How can I limit the DC input voltage from an AC rectified source to keep it within limits for 7805?

Question

I have an AC power source that when rectified with 470 µF capacitor gives 38 V DC with no load. I have a 7805 (TO-220) which the data sheet says has a maximum input of 35 VDC. I'm trying to power an ESP8266 module that when connected to a bench power supply indicates that it's using less than 100 mA and maybe 100 mA when it powers a relay. There might be current spikes that the power supply meters aren't fast enough to show.

When feeding the 38 V directly into the 7805 I do get 5 V DC, but when powering the 8266 something happens and the output falls to about 2.5 V. I think the regulator is shutting down. When I put a resistor in series with the input voltage (50 to 120 ohms, small light bulbs actually) the module does operate properly until I activate the relay.

If instead of using the AC source I use a bench power supply to feed DC into the bridge I can crank the power supply up to the max of 30 V and the module works fine, the 5 V DC is stable.

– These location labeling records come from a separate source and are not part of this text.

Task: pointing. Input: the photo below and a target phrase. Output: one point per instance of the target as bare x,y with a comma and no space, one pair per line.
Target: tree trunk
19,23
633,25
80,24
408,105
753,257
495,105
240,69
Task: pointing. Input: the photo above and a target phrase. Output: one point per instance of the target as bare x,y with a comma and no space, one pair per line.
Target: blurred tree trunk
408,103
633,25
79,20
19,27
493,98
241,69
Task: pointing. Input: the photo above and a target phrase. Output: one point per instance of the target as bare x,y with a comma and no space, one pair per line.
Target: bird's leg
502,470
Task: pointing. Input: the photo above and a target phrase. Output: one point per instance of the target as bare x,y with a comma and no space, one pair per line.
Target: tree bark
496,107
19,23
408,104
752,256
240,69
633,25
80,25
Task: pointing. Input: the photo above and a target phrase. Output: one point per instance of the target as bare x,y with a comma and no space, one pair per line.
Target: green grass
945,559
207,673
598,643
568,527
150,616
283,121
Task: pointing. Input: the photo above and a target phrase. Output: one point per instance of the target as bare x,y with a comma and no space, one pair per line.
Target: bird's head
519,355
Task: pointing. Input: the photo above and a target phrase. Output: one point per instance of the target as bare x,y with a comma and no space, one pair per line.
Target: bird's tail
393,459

Do I need to look at another way to generate 5 V DC from this AC source, maybe a switching power supply module of some sort, or can I do something other than using a huge wattage resistor to get the input voltage under control?

Answer 1

First of all these old LDOs require a bit of load to operate correctly, but that's not the problem here. Nor is the AC supply.

The main issue is that you simply cannot use a 7805 to go from 38V to 5V, it will melt through the floor even if you use TO220 with massive heatsink and keep current load to a minimum. The voltage span is far too big. Simply don't use such old crap regulators for this purpose, use a switch regulator.

but when powering the 8266 something happens and the output falls to about 2.5 volts. I think the regulator is shutting down.

Yes it will go into thermal shutdown, cool down, go back up again, and from there it will oscillate back and forth.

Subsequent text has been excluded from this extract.